The Democratic opportunity is obvious. For turnout purposes, they'll need to highlight the positive (and broadly popular) aspects of health reform, and paint the Republicans as the obstructionists who stand in the way. For instance:
One party voted to prohibit the health insurance companies from stiffing the millions of Americans with pre-existing conditions. The other party voted to perpetuate that discrimination.
One party voted to prohibit the health insurance companies from screwing the customers who get sick, either by hiking their premiums or dumping them entirely. The other party voted to perpetuate those practices.
One party voted to financially help 30 million Americans who today can’t afford to purchase health insurance in the private sector.
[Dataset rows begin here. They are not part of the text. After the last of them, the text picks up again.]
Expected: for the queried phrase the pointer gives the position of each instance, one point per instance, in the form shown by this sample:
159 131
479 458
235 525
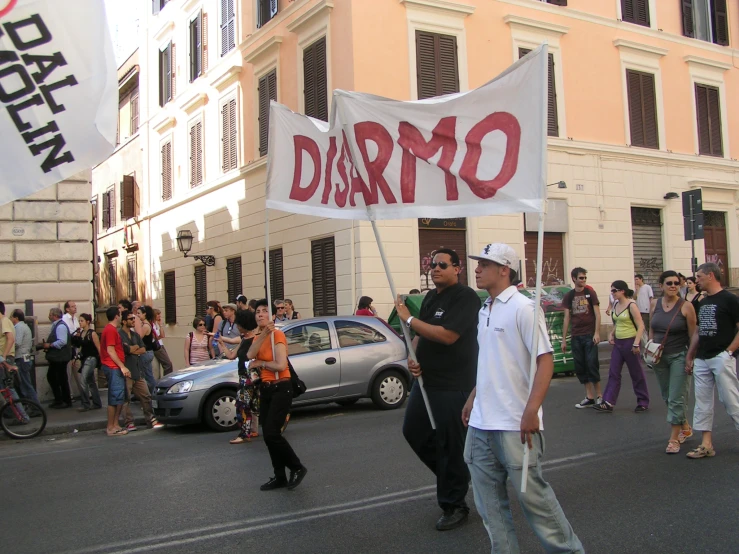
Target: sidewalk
69 420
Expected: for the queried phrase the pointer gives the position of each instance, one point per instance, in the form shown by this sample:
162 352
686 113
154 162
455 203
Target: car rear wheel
219 412
389 390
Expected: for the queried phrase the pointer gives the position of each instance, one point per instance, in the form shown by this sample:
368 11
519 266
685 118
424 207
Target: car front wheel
389 390
219 412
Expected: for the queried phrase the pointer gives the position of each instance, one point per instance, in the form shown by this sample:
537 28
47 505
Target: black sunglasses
442 265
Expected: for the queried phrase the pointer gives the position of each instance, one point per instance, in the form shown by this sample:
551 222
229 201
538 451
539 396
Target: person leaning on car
446 347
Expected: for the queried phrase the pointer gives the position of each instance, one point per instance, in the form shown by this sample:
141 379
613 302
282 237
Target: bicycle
22 418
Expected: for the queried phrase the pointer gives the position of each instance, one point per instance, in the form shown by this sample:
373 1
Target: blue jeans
89 385
146 367
495 456
24 374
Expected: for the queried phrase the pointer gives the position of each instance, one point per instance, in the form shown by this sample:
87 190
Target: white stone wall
46 254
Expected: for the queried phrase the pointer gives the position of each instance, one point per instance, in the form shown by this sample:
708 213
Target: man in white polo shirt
502 416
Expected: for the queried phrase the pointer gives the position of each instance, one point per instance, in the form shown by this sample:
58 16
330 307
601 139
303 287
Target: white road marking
250 525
The other party voted to keep those Americans uninsured.
One party voted to make it easier for small business owners to insure their workers, with the help of tax credits and vouchers. The other party voted no.
One party believes that health security for all Americans in a fundamental inalieable right, just as it is everywhere else in the western democratic world. The other party does not believe in health security – which is no surprise, given the fact that it once voted against Social Security for seniors. (On April 19, 1935, the House Republicans tried unsuccessfully to bury the Social Security bill in the Ways and Means committee, with the aim of stripping out the payroll tax and the old-age benefit provisions. Ninety five Republicans voted to bury the bill. Care to guess how many Republicans voted to send the bill to the floor, with the key provisions intact? One.)
That’s the gist of the best Democratic health reform message, at least according to some of the party's most assertive strategists. It won't necessarily work in '10, however. Many of those who would arguably benefit most from health reform - the uninsured - are lower-income people who typically skip the midterm elections. Secondly, most of the promised benefits probably won't kick in until 2013 at the earliest; by contrast, the taxes and fees that would finance health reform would kick in almost immediately. Voters don't like pain; the Republicans this year have an opportunity to rhetorically exploit that.
But there's also the chance that the Republicans might overreach. If Obama does put his signature on a reform law this winter, another subplot comes into play. Newt Gingrich predicted last weekend that "every Republican running in ’10 and again in ’12 will run on an absolute pledge to repeal this bill." But do the Republicans really think they can reap political rewards by vowing to cancel a law that creates health security and bans insurance company abuses?
Perhaps so, if the tea-party voters dominate the '10 turnout. Ultimately, it all depends on which party controls the narrative. So welcome to another perversely entertaining year. Let the war of spin begin.